Oxygen-rich engineering of lignin-derived porous carbons through potassium activation for zinc ion hybrid capacitors
Xu Liang, Caiwei Wang, Zicheng Li, Bo Zhi Chen, Xuemin Cui, Yuanyuan Ge, Zhili Li
Abstract
• Efficient potassium activation is explored to prepare oxygen-rich lignin-derived porous carbons (OLPCs). • KOH/K 2 CO 3 activations construct hierarchical micro-mesoporous/microporous structures. • K 2 CO 3 activation can more efficiently construct active oxygen species (C = O) than KOH activation. • The OLPCs by K 2 CO 3 activation at 800 °C delivers superior capacitive performance than that by KOH activation. • Hierarchical porous structure is more conducive to improving rate performance than microporous structure. Oxygen-rich porous carbons are promising candidates for the carbon-based cathodes of zinc ion hybrid capacitors (ZIHCs).
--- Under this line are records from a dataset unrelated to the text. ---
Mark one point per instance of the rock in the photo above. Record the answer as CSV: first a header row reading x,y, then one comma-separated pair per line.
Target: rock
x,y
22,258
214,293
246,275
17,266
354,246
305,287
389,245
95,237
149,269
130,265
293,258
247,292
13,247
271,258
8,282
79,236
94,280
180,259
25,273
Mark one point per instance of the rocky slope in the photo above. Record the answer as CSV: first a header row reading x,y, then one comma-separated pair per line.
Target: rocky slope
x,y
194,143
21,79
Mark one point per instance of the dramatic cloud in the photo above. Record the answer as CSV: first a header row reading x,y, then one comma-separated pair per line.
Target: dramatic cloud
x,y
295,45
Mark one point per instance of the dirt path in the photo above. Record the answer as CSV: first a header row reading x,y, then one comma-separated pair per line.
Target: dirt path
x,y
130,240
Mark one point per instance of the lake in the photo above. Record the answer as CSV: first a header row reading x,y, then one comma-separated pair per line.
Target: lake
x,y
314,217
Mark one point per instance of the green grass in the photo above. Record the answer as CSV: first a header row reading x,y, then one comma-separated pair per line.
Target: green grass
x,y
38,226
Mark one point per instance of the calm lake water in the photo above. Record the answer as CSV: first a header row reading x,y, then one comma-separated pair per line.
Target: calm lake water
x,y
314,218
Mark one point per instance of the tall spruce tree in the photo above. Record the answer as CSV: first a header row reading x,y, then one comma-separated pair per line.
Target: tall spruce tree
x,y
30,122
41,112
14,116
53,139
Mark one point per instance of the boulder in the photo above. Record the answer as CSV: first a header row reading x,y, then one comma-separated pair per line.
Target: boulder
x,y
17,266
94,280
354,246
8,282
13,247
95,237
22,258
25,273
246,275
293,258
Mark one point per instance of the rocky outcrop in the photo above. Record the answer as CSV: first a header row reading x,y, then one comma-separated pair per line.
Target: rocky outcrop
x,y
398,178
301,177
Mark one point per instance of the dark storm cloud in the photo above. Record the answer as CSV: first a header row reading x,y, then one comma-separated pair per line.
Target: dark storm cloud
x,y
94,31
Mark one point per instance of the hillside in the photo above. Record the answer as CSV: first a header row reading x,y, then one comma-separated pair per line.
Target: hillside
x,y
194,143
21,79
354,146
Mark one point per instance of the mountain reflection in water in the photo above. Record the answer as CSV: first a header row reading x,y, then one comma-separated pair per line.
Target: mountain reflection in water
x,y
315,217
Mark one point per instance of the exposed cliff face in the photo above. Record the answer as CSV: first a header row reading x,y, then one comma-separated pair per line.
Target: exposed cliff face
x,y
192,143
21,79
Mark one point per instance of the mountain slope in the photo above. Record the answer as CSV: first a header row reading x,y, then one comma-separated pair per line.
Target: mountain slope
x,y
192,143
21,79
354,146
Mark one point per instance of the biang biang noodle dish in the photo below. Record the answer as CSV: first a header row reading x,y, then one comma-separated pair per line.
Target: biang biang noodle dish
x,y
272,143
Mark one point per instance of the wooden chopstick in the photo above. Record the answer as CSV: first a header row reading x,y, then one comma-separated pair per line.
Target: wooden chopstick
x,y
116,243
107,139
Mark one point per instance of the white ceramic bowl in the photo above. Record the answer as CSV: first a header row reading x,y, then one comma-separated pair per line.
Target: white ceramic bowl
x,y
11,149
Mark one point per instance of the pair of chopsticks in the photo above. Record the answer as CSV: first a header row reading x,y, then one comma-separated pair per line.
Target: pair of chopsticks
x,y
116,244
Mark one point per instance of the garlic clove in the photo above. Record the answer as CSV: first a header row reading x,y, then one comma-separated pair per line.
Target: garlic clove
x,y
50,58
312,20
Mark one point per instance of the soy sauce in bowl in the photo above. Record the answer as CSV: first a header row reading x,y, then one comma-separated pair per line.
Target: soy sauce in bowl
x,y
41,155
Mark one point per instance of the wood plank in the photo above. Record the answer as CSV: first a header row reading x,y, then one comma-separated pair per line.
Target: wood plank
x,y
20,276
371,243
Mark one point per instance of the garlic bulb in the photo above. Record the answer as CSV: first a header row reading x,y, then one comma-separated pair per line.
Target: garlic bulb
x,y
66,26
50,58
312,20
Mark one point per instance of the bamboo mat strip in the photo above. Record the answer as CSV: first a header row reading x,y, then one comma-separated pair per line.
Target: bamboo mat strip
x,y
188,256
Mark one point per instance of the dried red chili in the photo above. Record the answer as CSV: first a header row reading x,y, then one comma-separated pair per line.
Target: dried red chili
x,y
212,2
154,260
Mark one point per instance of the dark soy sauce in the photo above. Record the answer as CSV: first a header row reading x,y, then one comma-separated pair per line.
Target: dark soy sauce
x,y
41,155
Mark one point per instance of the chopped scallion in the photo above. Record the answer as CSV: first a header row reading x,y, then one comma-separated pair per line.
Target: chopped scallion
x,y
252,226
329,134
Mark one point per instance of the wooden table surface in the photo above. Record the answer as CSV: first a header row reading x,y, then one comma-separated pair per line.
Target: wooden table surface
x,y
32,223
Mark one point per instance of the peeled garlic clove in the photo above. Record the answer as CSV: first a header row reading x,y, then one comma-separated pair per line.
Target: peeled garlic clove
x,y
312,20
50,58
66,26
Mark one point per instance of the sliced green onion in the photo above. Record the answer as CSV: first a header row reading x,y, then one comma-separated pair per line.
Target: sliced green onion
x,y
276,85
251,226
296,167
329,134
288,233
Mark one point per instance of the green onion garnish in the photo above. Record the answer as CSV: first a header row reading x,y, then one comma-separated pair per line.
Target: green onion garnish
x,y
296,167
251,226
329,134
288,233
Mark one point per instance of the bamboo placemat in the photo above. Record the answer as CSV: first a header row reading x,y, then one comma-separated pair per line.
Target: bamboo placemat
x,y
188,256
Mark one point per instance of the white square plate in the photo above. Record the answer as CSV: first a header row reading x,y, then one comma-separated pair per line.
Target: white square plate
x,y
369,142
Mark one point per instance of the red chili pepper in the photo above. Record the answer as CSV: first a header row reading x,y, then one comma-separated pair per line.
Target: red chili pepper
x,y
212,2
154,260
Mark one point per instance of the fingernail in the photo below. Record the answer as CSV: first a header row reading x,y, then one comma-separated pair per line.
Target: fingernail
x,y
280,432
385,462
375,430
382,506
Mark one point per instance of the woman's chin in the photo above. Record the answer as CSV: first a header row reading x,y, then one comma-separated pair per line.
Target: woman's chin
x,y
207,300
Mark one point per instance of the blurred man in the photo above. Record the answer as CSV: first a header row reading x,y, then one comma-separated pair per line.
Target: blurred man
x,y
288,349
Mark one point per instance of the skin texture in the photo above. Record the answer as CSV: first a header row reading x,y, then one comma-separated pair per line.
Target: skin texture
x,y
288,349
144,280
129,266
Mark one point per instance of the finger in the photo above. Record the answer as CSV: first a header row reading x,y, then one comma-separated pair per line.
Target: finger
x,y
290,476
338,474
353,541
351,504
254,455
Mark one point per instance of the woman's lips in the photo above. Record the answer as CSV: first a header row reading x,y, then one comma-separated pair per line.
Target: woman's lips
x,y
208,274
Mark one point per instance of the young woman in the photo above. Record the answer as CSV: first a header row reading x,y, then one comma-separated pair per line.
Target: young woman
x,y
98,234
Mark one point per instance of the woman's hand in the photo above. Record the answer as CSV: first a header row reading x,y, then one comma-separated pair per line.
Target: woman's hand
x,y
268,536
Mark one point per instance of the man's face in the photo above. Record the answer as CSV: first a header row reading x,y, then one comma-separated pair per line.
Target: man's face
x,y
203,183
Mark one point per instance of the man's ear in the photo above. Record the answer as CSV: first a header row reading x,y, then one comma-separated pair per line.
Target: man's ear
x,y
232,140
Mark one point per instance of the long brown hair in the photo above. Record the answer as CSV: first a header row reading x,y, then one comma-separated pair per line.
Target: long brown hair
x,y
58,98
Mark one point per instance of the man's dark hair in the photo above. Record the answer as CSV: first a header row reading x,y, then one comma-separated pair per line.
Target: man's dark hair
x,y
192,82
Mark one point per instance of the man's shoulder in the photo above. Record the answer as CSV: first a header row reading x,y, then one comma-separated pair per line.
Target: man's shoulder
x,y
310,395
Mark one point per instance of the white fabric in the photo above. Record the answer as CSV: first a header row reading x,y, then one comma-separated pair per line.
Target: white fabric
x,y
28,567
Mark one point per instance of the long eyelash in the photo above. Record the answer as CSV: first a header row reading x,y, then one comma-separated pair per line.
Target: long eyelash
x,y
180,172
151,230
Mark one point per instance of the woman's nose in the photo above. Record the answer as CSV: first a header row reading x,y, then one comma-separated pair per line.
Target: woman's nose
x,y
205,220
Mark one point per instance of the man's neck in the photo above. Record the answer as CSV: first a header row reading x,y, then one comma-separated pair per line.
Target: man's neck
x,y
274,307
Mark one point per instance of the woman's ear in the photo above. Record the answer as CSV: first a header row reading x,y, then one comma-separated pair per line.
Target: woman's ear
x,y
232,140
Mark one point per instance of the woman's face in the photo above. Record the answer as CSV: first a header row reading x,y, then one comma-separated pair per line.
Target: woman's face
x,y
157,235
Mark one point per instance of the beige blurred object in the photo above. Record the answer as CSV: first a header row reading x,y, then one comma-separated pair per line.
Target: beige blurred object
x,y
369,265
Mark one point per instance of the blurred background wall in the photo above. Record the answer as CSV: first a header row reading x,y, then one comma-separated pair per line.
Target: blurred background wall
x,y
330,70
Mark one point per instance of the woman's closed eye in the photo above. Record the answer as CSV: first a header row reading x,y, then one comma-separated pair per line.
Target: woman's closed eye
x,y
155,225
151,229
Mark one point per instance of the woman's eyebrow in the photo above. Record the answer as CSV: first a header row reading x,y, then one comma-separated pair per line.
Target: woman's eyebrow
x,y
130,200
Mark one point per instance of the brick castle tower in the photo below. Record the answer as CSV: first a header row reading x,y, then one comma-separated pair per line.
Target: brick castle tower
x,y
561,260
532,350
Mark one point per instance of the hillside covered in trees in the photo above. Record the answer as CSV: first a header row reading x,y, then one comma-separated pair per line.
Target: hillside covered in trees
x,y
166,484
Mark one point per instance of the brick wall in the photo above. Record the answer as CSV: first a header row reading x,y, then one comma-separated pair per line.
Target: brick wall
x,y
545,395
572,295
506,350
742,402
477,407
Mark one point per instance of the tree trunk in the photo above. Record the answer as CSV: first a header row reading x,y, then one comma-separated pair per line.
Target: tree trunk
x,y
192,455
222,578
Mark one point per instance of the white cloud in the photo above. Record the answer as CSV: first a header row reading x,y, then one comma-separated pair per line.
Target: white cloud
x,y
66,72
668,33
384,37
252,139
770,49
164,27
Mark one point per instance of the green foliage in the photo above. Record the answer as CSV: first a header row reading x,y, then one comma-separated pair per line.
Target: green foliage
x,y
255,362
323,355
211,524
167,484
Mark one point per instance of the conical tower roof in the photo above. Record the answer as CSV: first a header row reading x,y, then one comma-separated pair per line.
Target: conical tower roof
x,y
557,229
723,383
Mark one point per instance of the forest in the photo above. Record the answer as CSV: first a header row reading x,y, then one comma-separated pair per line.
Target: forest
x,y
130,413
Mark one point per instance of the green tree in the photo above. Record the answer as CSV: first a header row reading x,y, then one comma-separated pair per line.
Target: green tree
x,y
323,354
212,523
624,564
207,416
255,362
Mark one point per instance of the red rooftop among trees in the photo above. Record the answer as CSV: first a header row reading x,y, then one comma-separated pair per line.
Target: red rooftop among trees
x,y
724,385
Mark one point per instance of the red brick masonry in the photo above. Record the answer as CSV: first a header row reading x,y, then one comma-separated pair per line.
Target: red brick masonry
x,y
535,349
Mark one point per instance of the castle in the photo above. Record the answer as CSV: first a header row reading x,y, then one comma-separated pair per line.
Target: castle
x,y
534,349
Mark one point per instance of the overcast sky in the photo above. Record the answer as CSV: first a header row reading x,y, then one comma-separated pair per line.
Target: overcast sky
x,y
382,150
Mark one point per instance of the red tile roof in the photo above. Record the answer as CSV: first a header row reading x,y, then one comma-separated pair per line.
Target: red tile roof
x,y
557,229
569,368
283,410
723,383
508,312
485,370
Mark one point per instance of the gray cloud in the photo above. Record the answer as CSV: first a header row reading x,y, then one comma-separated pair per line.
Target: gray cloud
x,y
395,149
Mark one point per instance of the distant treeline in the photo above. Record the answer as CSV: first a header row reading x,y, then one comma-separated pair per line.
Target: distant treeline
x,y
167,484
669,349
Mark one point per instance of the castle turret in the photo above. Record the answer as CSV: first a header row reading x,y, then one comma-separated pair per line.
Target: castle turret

Potassium activation is a traditional and effective way to prepare oxygen-rich porous carbons. Efficient potassium activation is the key to develop high-performance oxygen-rich porous carbon cathodes. Herein, the alkali lignin, extracted from eucalyptus wood by geopolymer-assisted low-alkali pretreatment, is used to prepare oxygen-rich lignin-derived porous carbons (OLPCs) through KOH activation and K 2 CO 3 activation at 700–900 °C. KOH activation constructs a hierarchical micro-mesoporous structure, while K 2 CO 3 activation constructs a microporous structure. Furthermore, K 2 CO 3 activation could more efficiently construct active oxygen (C = O) species than KOH activation. The OLPCs prepared by KOH/K 2 CO 3 activations at 800 °C show the highest microporosity (78.4/87.7 %) and C = O content (5.3/8.0 at.%). Due to that C = O and micropore adsorb zinc ions, the OLPCs prepared by K 2 CO 3 activation at 800 °C with higher C = O content and microporosity deliver superior capacitive performance (256 F g -1 at 0.1 A g -1 ) than that by KOH activation at 800 °C (224 F g -1 at 0.1 A g -1 ), and excellent cycling stability. This work provides a new insight into the sustainable preparation of oxygen-rich porous carbon cathodes through efficient potassium activation for ZIHCs.